In line with our guidance and expectations, our adjusted free cash flow for Q1 was flat, a $47 million improvement over the same period last year. As a reminder, Q1 is traditionally our lowest cash flow quarter due to seasonality and timing of annual payments. We reaffirm our prior guidance of delivering free cash flow conversion at or above 65% for 2023 on the way to our long-term adjusted free cash flow conversion target of approximately 80%. At the end of Q1, our net debt to adjusted EBITDA was approximately 3.1 times. We remain laser focused on cash generation and deleveraging to our stated long-term net leverage target of 2-2.5 times, with current expectations to achieve approximately 2 and 2.5 times near year-end 2023.

I will now discuss our guidance for Q2 and full year 2023. While some might argue the macro became more uncertain during the quarter, the strength of our business, our top line momentum and the quality of our backlog gives us confidence to raise our prior full year guidance for reported net revenues and adjusted EBITDA. We now expect full year reported net revenues of $6.875 billion-$7.025 billion, up from $6.8 billion-$6.95 billion. At current currency expectations, this represents reported net revenue growth of approximately 5%-7%. We now expect full year adjusted EBITDA of $740 million-$780 million, up from $735 million-$775 million, which represents reported adjusted EBITDA growth of 10%-16%.

In terms of Q2, we expect reported net revenues of $1.75 billion-$1.78 billion. This guidance represents reported net revenue growth of approximately 6%-8%. We expect Q2 adjusted EBITDA of $195 million-$205 million, which represents reported adjusted EBITDA growth of 11%-16%. For 2023, we anticipate interest expense to be approximately $145 million, depreciation expense to be approximately $85 million, capital expenditures to be approximately $95 million our adjusted effective cash tax rate to be approximately 24%. We expect our adjusted diluted weighted average share count for the year to be approximately 273 million. April marks APi's three-year anniversary of being listed on the NYSE.
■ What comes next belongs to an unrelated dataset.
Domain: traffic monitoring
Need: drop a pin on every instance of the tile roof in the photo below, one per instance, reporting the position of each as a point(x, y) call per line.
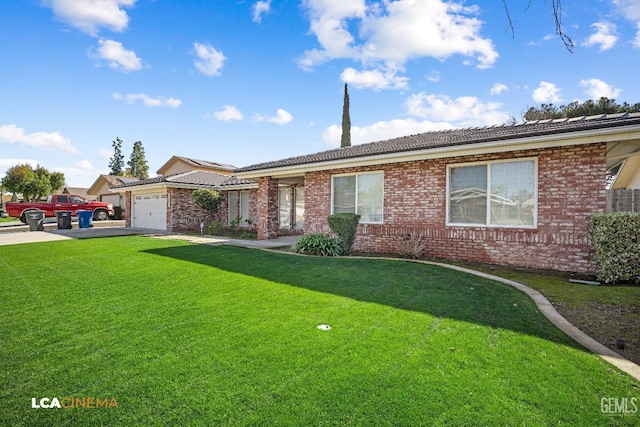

We are excited to have crossed this mark with a stronger business, stronger leadership team record Q1 results. With this three-year anniversary in conjunction with our filing of our 10-Q, as a matter of housekeeping only, we will also be updating our shelf registration statement later today. This update is not meant to imply any planned issuances of shares or other activity is merely allowing us to have another tool at our disposal now that this window has opened for the company. Overall, we are extremely pleased with the results delivered by our global team in the Q1 and look forward to sharing more updates as we progress throughout the year. I will now turn the call over to Russ. Thanks, Kevin. APi's record Q1 results speaks to the strong momentum, balanced across our global platform.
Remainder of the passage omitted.